Java 2 Go!: June 2007

Sunday, June 24, 2007

JavaOne 2007 - Performance tips

by Eduardo Rodrigues

Hello everybody!

I know I've promised more posts with my impressions on JavaOne 2007. So, here it goes...

Some of the most interesting technical sessions I've attended to were on J2SE performance and monitoring. In fact, I would highlight TS-2906: "Garbage Collection-Friendly Programming" by John Coomes, Peter Kessler and Tony Printezis from the Java SE Garbage Collection Group at Sun Microsystems. They certainly gave me a new vision on the newest GCs available.

And what does GC-friendly programming have to do with performance? Well, if you manage to write code that doesn't needlessly spend GC processing, you'll be implicitly avoiding major performance impacts to your application.

Today there are different kinds of GCs and a variety of approaches for them too. We have generational GCs which keeps young and old objects separetely in the heap and uses specific algorithms for each generation. We also have the incremental GC which tries to minimize GC disruption working in parallel with the application. There's also the possibility of mixing both using a generational GC with the incremental approach being applied only to the old generation space. Besides, we have campacting and non-compacting GCs; copying, mark-sweep and mark-compact algorithms; linear and free lists allocation and so on. Yeah... I know... another alphabet soup. If you want to know further about them, here are some interesting resources:

"Tuning Garbage Collection with the 5.0 Java Virtual Machine"
"Java HotSpot^tm VM Options"
and for the most curious
"Memory Management in the Java HotSpot^tm Virtual Machine"
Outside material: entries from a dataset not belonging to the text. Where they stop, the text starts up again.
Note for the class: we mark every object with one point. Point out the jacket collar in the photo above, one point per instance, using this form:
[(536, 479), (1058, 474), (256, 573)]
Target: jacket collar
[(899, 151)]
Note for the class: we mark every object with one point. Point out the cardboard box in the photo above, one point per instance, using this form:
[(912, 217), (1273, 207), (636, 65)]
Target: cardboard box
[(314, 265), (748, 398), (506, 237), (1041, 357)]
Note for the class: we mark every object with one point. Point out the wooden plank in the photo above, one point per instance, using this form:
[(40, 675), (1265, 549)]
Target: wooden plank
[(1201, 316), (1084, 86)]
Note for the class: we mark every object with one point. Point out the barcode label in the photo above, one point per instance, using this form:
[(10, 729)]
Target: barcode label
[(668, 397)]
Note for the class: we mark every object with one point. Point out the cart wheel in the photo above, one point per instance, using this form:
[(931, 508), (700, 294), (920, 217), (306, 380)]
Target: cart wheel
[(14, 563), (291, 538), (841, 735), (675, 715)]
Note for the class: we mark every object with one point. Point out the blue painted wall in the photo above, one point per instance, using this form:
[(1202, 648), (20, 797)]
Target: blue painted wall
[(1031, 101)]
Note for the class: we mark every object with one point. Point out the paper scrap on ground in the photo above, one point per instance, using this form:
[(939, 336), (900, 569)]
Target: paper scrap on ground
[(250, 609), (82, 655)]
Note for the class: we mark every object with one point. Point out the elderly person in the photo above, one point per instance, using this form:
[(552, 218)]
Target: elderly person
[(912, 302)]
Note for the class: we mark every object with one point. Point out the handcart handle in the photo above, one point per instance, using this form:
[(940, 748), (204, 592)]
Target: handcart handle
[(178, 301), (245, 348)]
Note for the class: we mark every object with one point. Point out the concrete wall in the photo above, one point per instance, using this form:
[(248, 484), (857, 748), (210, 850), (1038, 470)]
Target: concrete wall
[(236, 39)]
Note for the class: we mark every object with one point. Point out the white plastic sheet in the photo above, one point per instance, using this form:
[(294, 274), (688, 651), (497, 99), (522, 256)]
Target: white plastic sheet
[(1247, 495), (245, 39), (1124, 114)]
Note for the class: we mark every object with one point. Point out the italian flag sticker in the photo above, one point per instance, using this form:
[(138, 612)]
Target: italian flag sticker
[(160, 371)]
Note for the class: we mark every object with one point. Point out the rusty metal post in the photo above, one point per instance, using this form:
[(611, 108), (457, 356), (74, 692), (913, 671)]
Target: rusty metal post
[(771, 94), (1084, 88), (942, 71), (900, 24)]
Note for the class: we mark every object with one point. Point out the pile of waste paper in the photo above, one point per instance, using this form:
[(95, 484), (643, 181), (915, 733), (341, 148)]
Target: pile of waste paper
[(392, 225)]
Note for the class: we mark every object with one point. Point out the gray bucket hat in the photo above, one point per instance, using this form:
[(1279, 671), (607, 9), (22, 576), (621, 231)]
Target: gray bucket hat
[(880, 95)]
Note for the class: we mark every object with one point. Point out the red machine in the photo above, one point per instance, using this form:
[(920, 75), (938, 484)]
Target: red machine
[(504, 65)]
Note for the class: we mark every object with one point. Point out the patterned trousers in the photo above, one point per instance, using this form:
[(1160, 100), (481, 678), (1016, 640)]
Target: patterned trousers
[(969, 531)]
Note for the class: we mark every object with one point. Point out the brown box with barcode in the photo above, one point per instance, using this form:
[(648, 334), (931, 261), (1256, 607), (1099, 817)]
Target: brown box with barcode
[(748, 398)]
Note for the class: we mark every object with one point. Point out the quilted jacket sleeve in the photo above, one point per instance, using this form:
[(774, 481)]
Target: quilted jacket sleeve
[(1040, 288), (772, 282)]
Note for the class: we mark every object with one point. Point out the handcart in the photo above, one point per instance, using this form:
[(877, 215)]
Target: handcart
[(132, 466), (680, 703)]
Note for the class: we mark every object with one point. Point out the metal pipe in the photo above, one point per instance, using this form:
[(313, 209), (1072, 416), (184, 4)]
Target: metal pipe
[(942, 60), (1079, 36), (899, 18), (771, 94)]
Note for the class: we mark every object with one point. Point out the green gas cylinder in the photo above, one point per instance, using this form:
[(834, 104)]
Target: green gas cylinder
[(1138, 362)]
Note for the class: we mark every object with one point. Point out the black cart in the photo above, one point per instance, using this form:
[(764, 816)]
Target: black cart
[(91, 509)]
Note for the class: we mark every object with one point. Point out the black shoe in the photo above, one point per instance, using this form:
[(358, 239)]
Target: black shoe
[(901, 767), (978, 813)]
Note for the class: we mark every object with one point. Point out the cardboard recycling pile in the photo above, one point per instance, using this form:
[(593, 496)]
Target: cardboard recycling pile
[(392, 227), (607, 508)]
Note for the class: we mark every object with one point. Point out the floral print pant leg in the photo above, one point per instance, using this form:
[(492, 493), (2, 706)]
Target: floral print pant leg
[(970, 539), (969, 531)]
The first and basic question should be "how do I create work for the GC?" and the most common answers would be: allocating new memory (higher allocation rate implies more frequent GCs), "live data" size (more work to determine what's live) and reference field updates (more overhead to the application and more work for the GC, especially for generational or incremental). With that in mind, there are some helpful tips for writing GC-friendly code:

Object Allocation

In recent JVMs, object allocation is usually very cheap. It takes only 10 native instructions in fast common cases. As a matter of fact, if you think that C/C++ has faster allocation you're wrong. Reclaiming new objects is very cheap too (especially for young generation spaces in generational GCs). So, do not be affraid to allocate small objects for intermediate results and remember the following:

GCs, in general, love small immutable objects and gerational GCs love small and short-lived ones;

Always prefer short-lived immutable objects instead of long-lived mutable ones;

Avoid needless allocation but keep using clearer and simpler code, with more allocations instead of more obscure code with fewer allocations.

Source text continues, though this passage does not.